Как ржавчина съедает латы,
по лбу струились провода,
в которые вкрутилось солнце
тому назад: но повлечёт,
и плавником, и телом блещет
легчайший Ихтиос —
навстречу,
ваяет рыбок водомёт : уже, над амфорой —
назвалось.
И прежде чем исчезнуть в бесконечность
потопа сумрачной дороги в никуда, —
замечу вам, ведь начинал о ветке:
чеширскую ухмылочку листа.
Уходящие в небо деревья оставили зеркальца круг —
сколько смотришь в него, отражения не отмечаешь.
Да в молочное озеро — сажи потоки бегут:
как в нарезки ствола заглянула дремучая чаща.
Ты в начале канала, в подножии, возле цевья —
пахнет серостью, серой, испугом в тоннеле голодном.
Ты обманешь себя, надломив взоры от воронья:
просто в парке дорожка, округлая — если угодно.

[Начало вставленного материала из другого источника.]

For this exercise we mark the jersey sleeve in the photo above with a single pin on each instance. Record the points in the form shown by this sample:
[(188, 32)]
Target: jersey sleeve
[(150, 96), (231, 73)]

С каждым шагом дорогу легонько стволом подводить, —
чуть пониже аллеи церквуха курком загорится:
белый свет нам — копейка, что зеркальцем в дуло гудит,
мы захлопнем себя, убыстрив промелькнувшие спицы.
Как на белой пустыне, не воздуха и не холста —
колкий ветер оттуда, слезой один глаз зажимая, —
протянулась дорожка; твой пристальный палец устал...
Чуть фигурой навстречу подвинулась мушка живая.